# Feature Engineering for Fraud Detection

In this notebook, we will focus on feature engineering techniques that can enhance the performance of our fraud detection models. We will create new features based on existing data, including time-based features and transaction frequency metrics. Additionally, we will address class imbalance in the dataset.

In [1]:
# Import necessary libraries
import pandas as pd
import numpy as np
from datetime import timedelta
from src.features.build_features import create_time_based_features, create_transaction_frequency_features
from src.data.sampling import handle_class_imbalance

# Load the dataset
data = pd.read_csv('../data/processed/fraud_data.csv')
data.head()

In [2]:
# Create time-based features
data = create_time_based_features(data)

# Create transaction frequency features
data = create_transaction_frequency_features(data)

# Check the new features
data.head()

In [3]:
# Handle class imbalance
X, y = data.drop('is_fraud', axis=1), data['is_fraud']
X_resampled, y_resampled = handle_class_imbalance(X, y)

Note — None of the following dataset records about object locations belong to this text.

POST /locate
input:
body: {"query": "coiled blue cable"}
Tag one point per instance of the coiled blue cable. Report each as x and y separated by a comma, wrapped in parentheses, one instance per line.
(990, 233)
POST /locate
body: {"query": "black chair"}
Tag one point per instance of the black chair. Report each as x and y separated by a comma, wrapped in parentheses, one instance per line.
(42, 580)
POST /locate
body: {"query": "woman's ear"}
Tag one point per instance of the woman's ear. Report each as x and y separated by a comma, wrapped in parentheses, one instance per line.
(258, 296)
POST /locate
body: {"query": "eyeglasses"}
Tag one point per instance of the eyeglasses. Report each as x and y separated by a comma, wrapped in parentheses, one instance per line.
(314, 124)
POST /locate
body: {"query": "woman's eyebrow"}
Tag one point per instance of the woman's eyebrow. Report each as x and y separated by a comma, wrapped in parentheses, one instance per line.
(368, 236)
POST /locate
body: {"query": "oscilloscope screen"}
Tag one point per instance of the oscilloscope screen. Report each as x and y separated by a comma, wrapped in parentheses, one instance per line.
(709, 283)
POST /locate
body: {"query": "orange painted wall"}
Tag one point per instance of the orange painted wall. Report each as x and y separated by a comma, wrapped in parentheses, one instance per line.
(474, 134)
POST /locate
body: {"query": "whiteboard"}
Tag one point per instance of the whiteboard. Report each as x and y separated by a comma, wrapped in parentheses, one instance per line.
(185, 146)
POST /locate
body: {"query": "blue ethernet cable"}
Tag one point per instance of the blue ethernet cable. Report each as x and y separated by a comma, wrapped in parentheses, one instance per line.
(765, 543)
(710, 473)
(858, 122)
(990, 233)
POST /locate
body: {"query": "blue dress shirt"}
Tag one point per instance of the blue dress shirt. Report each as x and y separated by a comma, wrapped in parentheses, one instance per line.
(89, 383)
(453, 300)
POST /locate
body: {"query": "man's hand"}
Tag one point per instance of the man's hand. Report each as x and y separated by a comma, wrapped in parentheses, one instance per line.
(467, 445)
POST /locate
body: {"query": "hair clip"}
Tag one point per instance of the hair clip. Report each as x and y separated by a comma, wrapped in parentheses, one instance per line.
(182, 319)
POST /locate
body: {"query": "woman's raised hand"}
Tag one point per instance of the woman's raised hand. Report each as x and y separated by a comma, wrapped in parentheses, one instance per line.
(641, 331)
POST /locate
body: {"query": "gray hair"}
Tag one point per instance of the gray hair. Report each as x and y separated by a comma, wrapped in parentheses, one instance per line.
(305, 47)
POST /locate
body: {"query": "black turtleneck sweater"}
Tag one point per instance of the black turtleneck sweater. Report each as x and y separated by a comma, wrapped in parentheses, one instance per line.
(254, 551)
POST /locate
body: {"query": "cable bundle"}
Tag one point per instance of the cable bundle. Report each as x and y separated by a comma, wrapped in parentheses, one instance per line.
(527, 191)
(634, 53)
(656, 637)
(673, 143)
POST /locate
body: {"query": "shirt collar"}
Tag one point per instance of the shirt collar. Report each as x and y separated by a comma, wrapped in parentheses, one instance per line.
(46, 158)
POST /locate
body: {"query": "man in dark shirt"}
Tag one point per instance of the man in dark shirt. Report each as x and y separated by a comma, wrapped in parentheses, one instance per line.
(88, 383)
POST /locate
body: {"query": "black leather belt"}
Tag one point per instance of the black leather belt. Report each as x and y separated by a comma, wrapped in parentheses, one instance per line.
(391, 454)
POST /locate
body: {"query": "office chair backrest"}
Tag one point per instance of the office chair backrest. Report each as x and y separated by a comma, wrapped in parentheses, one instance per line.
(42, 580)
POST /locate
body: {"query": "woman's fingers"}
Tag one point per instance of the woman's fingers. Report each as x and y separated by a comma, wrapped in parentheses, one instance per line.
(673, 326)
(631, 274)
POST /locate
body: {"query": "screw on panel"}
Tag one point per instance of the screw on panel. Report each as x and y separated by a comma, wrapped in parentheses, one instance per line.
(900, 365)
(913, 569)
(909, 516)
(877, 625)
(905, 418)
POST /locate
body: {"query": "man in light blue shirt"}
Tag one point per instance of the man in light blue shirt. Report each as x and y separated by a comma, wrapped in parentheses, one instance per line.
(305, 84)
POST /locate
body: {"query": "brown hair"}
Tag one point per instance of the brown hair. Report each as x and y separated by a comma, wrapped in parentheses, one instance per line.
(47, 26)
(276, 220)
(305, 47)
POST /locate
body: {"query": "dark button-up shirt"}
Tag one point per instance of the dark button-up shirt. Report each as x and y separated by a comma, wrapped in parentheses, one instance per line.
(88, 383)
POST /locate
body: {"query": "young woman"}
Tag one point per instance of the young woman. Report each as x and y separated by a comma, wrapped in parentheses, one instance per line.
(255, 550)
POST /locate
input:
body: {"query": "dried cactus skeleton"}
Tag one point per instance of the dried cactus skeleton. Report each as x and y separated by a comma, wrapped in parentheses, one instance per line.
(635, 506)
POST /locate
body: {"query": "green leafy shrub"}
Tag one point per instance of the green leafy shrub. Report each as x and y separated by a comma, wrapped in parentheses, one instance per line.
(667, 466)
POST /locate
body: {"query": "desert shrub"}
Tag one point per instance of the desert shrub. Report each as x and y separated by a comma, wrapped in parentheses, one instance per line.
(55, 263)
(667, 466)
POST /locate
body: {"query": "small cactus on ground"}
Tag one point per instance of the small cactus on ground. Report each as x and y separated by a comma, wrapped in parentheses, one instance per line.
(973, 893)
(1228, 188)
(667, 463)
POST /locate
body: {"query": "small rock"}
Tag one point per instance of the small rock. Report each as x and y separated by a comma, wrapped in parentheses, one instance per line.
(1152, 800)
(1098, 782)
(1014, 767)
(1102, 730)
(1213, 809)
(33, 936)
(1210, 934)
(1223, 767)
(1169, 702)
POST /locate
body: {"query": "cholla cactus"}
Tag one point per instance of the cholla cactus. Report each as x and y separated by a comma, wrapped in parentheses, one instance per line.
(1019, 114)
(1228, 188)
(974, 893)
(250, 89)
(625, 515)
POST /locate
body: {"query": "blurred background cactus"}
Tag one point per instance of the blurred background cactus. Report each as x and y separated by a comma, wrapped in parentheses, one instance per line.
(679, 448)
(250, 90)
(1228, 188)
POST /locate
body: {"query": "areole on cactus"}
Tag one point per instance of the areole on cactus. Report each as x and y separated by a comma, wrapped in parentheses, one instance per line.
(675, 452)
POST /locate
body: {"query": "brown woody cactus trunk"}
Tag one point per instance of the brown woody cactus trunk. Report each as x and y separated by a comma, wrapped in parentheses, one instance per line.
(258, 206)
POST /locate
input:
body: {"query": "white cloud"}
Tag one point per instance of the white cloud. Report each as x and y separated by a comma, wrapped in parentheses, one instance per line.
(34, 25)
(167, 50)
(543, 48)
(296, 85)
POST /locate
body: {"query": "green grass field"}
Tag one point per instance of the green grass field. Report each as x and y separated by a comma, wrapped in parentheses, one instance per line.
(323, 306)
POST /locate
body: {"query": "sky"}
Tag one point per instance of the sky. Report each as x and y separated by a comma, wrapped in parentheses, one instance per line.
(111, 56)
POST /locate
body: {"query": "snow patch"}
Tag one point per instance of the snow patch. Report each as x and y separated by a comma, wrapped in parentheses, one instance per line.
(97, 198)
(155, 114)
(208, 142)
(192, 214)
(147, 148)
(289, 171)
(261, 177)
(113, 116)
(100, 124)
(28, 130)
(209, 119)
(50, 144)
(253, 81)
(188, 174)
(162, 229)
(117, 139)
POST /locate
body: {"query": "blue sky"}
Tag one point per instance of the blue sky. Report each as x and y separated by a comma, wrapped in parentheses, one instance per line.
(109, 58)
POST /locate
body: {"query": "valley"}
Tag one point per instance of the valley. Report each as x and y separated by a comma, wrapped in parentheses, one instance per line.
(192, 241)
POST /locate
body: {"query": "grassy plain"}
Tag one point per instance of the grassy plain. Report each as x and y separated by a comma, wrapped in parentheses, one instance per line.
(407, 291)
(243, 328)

# Check the distribution of the target variable after resampling
y_resampled.value_counts()

## Summary

In this notebook, we successfully engineered new features that can help improve the performance of our fraud detection models. We also addressed the class imbalance issue, which is crucial for building robust models. The next steps will involve modeling these features to evaluate their effectiveness.